Telemetry configuration

Dial-out method

When using the dial-out method, more configuration is done on the routers and the telegraf configuration is simpler and more static. Although some processor plugins are used to transform and standardize the data.

XR configuration

The configuration on the router must define the address and port of the collector as well as the transport and encoding used. Here for simplicity the gRPC without TLS is used, therefore no certificate is required. For production network, it is recommended to use TLS for data encryption.

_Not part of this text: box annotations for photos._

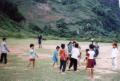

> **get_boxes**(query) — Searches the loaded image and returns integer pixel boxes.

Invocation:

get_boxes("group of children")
[53,41,95,79]
[53,41,118,80]
[0,38,119,79]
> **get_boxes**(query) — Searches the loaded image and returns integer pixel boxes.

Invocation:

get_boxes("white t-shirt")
[88,50,95,59]
[71,48,80,59]
[0,42,9,53]
[111,48,119,58]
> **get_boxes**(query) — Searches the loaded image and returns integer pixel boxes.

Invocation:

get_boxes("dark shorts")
[87,59,95,68]
[29,59,35,61]
[38,41,42,44]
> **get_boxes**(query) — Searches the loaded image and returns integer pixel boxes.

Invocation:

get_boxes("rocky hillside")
[0,0,120,40]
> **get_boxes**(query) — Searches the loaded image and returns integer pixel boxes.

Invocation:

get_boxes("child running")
[52,46,60,67]
[60,44,68,74]
[28,44,38,69]
[111,43,118,70]
[87,44,95,80]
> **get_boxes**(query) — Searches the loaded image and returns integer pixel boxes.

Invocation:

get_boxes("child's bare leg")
[27,61,31,67]
[53,62,55,67]
[91,69,94,79]
[87,69,91,78]
[33,61,35,69]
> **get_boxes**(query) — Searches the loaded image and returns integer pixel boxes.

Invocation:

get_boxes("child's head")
[30,44,34,49]
[89,44,95,50]
[61,44,65,49]
[75,43,79,48]
[86,49,89,53]
[113,43,118,48]
[56,46,60,50]
[2,38,6,41]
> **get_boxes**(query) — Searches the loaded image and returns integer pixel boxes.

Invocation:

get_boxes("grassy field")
[0,39,120,81]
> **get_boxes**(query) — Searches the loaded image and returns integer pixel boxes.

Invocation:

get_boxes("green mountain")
[0,0,120,41]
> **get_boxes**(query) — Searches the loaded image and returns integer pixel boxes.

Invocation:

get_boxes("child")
[60,44,67,74]
[84,49,89,69]
[53,46,60,67]
[0,38,10,64]
[69,43,80,71]
[87,44,95,80]
[111,43,118,70]
[28,44,38,69]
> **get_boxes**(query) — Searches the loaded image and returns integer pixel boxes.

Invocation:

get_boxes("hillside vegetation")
[0,0,120,41]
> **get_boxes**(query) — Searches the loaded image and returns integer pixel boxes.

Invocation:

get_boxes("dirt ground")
[10,39,120,78]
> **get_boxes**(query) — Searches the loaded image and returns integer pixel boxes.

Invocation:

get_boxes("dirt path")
[11,43,120,78]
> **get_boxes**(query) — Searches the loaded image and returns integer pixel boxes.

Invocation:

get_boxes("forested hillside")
[0,0,120,41]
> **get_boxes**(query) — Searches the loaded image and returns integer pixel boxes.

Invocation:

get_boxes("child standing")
[111,43,118,70]
[60,44,68,74]
[53,46,60,67]
[28,44,38,69]
[87,44,95,80]
[0,38,10,64]
[69,43,80,71]
[84,49,89,69]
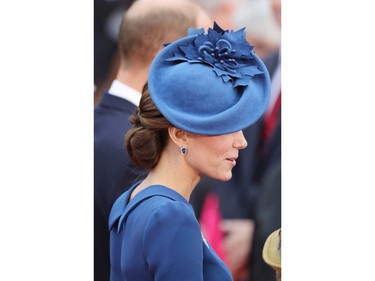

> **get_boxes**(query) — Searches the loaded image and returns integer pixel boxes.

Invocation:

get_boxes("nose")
[233,130,247,149]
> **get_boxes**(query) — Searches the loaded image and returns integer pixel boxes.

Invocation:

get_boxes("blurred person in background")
[191,0,281,281]
[249,0,282,281]
[94,0,134,105]
[233,0,281,58]
[94,0,212,281]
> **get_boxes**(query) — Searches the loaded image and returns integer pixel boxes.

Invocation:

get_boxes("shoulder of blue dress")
[108,183,138,231]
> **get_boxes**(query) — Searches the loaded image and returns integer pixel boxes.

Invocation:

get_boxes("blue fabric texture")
[148,23,271,135]
[109,184,233,281]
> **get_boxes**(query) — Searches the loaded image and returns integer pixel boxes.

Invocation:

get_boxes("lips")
[226,157,237,165]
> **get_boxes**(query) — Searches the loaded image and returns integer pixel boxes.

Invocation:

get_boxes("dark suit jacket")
[94,93,147,281]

Two sensor-paths are defined for both input and output QOS interface statistics. Finally, the sensor group is associated to the destination with telemetry data being sent every 10 seconds (10000ms).

telemetry model-driven
 destination-group TIG
  vrf MGMT
  address-family ipv4 10.48.82.175 port 57500
   encoding self-describing-gpb
   protocol grpc no-tls
  !
 !
 sensor-group QOS
  sensor-path Cisco-IOS-XR-qos-ma-oper:qos/interface-table/interface/output
  sensor-path Cisco-IOS-XR-qos-ma-oper:qos/interface-table/interface/input
 !
 subscription TIG
  sensor-group-id QOS sample-interval 10000
  destination-id TIG

Telegraf configuration

Output

The output plugin outputs.influxdb_v2 is used to send the collected metrics to the InfluxDB database (note the _v2 for InfluxDB 2.x). The url, token, organization and bucket must match what is defined in the docker compose file.

[[outputs.influxdb_v2]]
  urls = ["http://influxdb:8086"]
  token = "MYSUPERSECRETTOKEN"
  organization = "lab"
  bucket = "telemetry"

Input

The input plugin inputs.cisco_telemetry_mdt is used to create a gRPC server listening for new dial-out telemetry connections. The transport used is gRPC, simple tcp could also be used. The address and port on which to listen are defined with the service_address attribute.

The embedded_tag attribute is quite important in our case as this helper has been designed specifically to cover the cases of unkeyed list. It will create a new tag from the leaf class-name. Having the class-name as a tag will allow to uniquely identify the metric collected.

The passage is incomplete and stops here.